Historia de los Cuidados Paliativos

2. ALGUNOS PRECEDENTES HISTÓRICOS

Robert Twycross refiriéndose a los orígenes del Movimiento Hospice señala un árbol genealógico bien preciso. Según Twycross (2), se pueden considerar precursores a los Hospicios medievales en los finales del S. XIX, a los modernos Hospice católicos de Dublín y Londres y, algo más tarde, otros Hospice de Londres. En los años cuarenta, en estos Hospice de Londres trabajó Cicely Saunders, la persona que más tarde fundó el St. Cristhopher´s Hospice que puede considerarse como la cuna del moderno Movimiento Hospice y los Cuidados Paliativos.

Como explica Saunders (3), la tradición hipocrática no recomendaba el trato con enfermos incurables y terminales. Podría suponer un desafío a una pena que los dioses habían impuesto a un mortal. Con el influjo de la cultura cristiana las cosas cambiaron. En latín el sentimiento cálido entre el anfitrión y el invitado y el lugar donde se experimenta esa relación fue designado con el nombre de hospitium. En Europa, desde el S. IV, en el período de Constantino y quizá guiado por su madre Santa Elena, aparecieron instituciones cristianas inspiradas en los principios de la caridad evangélica, a las que se dio el nombre de hospitales y hospicios. Los primeros se establecieron en el mundo bizantino.

En Roma, el primer gran hospital fue erigido en el año 400 (4) por Fabiola, una discípula de San Jerónimo, en tiempos del emperador Julián El Apóstata, con el fin de atender a los peregrinos que llegaban a Ostia, el puerto de Roma, desde Africa, Asia y el Este.

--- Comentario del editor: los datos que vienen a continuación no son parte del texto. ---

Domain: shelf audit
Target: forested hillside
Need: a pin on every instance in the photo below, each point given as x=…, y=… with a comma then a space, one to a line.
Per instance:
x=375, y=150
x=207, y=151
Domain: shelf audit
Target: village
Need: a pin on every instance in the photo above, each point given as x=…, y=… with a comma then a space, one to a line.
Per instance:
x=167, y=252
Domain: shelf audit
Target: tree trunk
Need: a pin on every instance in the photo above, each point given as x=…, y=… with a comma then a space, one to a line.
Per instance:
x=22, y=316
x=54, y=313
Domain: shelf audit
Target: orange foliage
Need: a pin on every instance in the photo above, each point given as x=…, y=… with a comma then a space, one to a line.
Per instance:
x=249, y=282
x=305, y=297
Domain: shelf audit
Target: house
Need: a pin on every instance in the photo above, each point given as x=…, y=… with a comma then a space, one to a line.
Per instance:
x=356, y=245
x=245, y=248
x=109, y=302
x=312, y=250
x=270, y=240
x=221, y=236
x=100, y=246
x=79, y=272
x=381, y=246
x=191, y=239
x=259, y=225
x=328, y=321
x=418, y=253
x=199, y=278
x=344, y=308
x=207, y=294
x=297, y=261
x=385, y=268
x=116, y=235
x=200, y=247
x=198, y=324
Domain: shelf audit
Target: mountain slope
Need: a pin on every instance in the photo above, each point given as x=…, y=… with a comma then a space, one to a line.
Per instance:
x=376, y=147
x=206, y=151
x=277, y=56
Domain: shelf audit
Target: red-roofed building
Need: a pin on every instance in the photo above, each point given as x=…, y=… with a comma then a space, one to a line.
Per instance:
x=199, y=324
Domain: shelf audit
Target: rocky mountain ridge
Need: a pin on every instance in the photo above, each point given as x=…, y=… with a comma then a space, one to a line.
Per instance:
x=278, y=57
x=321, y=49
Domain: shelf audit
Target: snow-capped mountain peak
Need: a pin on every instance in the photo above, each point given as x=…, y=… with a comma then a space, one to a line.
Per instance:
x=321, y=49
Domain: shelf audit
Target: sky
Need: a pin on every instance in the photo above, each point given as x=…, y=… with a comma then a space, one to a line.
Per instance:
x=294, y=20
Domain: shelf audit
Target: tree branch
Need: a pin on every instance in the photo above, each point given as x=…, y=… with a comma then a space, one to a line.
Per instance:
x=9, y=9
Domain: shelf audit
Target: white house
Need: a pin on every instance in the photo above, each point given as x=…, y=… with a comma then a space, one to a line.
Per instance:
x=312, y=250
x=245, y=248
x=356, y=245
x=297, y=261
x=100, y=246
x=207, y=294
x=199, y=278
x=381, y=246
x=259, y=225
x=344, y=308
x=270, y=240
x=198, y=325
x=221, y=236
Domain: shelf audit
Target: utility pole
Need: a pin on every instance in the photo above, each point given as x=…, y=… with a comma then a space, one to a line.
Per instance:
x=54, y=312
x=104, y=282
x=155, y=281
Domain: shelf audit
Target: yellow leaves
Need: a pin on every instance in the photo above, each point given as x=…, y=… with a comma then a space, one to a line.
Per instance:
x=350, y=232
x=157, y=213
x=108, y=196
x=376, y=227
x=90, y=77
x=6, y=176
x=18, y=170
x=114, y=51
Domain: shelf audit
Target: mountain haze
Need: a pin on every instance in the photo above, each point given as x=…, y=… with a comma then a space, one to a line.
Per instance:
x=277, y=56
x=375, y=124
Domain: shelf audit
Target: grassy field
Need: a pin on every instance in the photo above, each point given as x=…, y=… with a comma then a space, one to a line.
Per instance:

Los hospicios de la Edad Media, no tenían realmente una finalidad clínica sino más bien caritativa. Se situaban cerca de las rutas más transitadas como ocurre, por ejemplo, en el Camino de Santiago en España: el Hospital de San Marcos en León, La Abadía de Samos en Orense, o el Castillo de los Templarios en Ponferrada, León. En estos sitios se atendían todo tipo de personas necesitadas: viajeros, huérfanos, peregrinos, etc. Se proporcionaba alojamiento y comida a los que se encontraran enfermos. Curar a los que fuera posible era lógicamente el primer objetivo, pero como lamentablemente a veces no había mucha ciencia que ofrecer, muchos morían sin remedio, siendo cuidados hasta su muerte, poniendo un especial énfasis en su bienestar espiritual. (3)

Pero el hospicio medieval no fue primariamente un lugar dedicado a los moribundos. San Bernardo, en el siglo XII utilizó la palabra Hospice para señalar el lugar de los peregrinos. Posteriormente, en Francia, San Vicente de Paul (1581-1660) volcó su celo apostólico en el cuidado de los pobres fundando dos Congregaciones: Los sacerdotes de la Misión, o Lazaristas, y las Hijas de la Caridad; esta última con la ayuda de Santa Luisa de Marillac. San Vicente promovió la creación de numerosos hospicios para pobres por toda Francia. Las Hijas de la Caridad continuaron desarrollando esa labor con pobres y enfermos. Su ejemplo de amor a los enfermos fue imitado por los protestantes un siglo más tarde cuando en Prusia surge la Fundación Kaiserwerth, que se considera como el primer Hospice protestante. (5)

Parece, sin embargo, que la primera vez que se utilizó la palabra "Hospice" refiriéndose al cuidado de los moribundos fue en Lyón, Francia, en 1842. (3) Allí Mme. Jeanne Garnier, a través de la Asociación de Mujeres del Calvario, creó diversos Hospices o Calvaries.

En 1899, con esta misma inspiración, Anne Blunt Storrs, fundó el Calvary Hospital en Nueva York. Hoy sigue siendo una prestigiosa institución en la que muchas personas se dedican a los tratamientos paliativos de enfermos con cáncer de fase avanzada. Sin conexión con los anteriores, en 1879, Madre Mary Aikenhead, fundadora de las Hermanas Irlandesas de la Caridad estableció en Dublín Our Lady´s Hospice y, en Londres, en 1905, el St. Joseph´s Hospice.

Al tiempo otras Protestant Homes abrieron sus puertas también en Londres para atender enfermos de tuberculosis y algunos enfermos de cáncer. En uno de ellos, el St. Luke´s Home for the Dying Poor, trabajó siete años, hasta 1948, Cicely Saunders como enfermera voluntaria.